Andy de Emmony: (literally jizzing everywhere) Oh my fucking god that is the scariest door I've ever seen. Right... I'm cutting out every possible bit of padding in this film and throwing in more shots of that absolutely bitchin' door. Oh god I'm gonna cry.
***
The most potent reason for this film not working however, is that John Hurt's character has been adapted into someone who does not belong in a ghost story. MR James' protagonists' are always entertainingly pretentious oafs who get their comeuppance for being so sceptical of forces beyond their understanding. As a result, the old dramatisations of these tales entertain us by letting us spend the first half scoffing at an idiot and the second half enjoying the idiot getting scared witless by the very forces he once mocked.
The 2010 version chooses to ladle on the sympathy. Hurt's protagonist is struggling to deal with his wife's dementia and the guilt that comes from putting her in a home. He is never happy, never doing anything but think of his poor (creepy) wife. Gone is the charming, manic incessant rambling of Michael Horden, dispelling superstitious types over the breakfast table as he shovels sausages into his mouth. In stead we have... well, just a poor miserable bloke.

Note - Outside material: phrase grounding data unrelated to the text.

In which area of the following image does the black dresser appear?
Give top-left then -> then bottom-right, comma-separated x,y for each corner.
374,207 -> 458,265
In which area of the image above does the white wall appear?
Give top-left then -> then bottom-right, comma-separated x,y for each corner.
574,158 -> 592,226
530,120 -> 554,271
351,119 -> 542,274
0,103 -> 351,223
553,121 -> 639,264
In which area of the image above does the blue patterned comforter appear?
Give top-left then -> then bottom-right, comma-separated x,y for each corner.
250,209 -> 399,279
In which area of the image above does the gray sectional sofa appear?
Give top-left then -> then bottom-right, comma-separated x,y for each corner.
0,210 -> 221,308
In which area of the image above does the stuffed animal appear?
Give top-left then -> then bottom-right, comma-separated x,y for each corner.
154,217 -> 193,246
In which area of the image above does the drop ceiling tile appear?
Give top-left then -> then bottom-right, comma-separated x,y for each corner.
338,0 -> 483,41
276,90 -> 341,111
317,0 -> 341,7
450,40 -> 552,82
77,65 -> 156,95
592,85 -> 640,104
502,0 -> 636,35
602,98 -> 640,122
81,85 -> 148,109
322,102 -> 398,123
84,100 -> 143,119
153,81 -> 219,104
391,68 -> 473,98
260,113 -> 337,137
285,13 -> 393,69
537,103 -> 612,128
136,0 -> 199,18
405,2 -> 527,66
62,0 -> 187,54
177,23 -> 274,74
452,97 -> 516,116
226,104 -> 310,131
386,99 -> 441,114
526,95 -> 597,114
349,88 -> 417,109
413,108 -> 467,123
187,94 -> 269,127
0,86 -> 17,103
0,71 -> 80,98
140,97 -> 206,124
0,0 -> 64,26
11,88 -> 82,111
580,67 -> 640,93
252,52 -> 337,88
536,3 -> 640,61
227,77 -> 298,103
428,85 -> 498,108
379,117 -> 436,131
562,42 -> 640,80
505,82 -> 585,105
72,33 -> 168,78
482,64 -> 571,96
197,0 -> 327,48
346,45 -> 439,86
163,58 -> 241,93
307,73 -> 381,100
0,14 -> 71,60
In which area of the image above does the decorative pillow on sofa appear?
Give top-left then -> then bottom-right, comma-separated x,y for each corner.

We are not entertained by a creepy ghost story - we are given the tail of a man killed by his own guilt. Because he cannot stop his wife's Alzheimer's. By all means, tell this story, but don't dress it up as an MR James' adaptation, be honest with yourself and make it an episode of Casualty. An episode of Casualty which tries desperately hard in its final 50 seconds to make you believe that you have just been watching a certain Japanese horror film about a cursed video tape.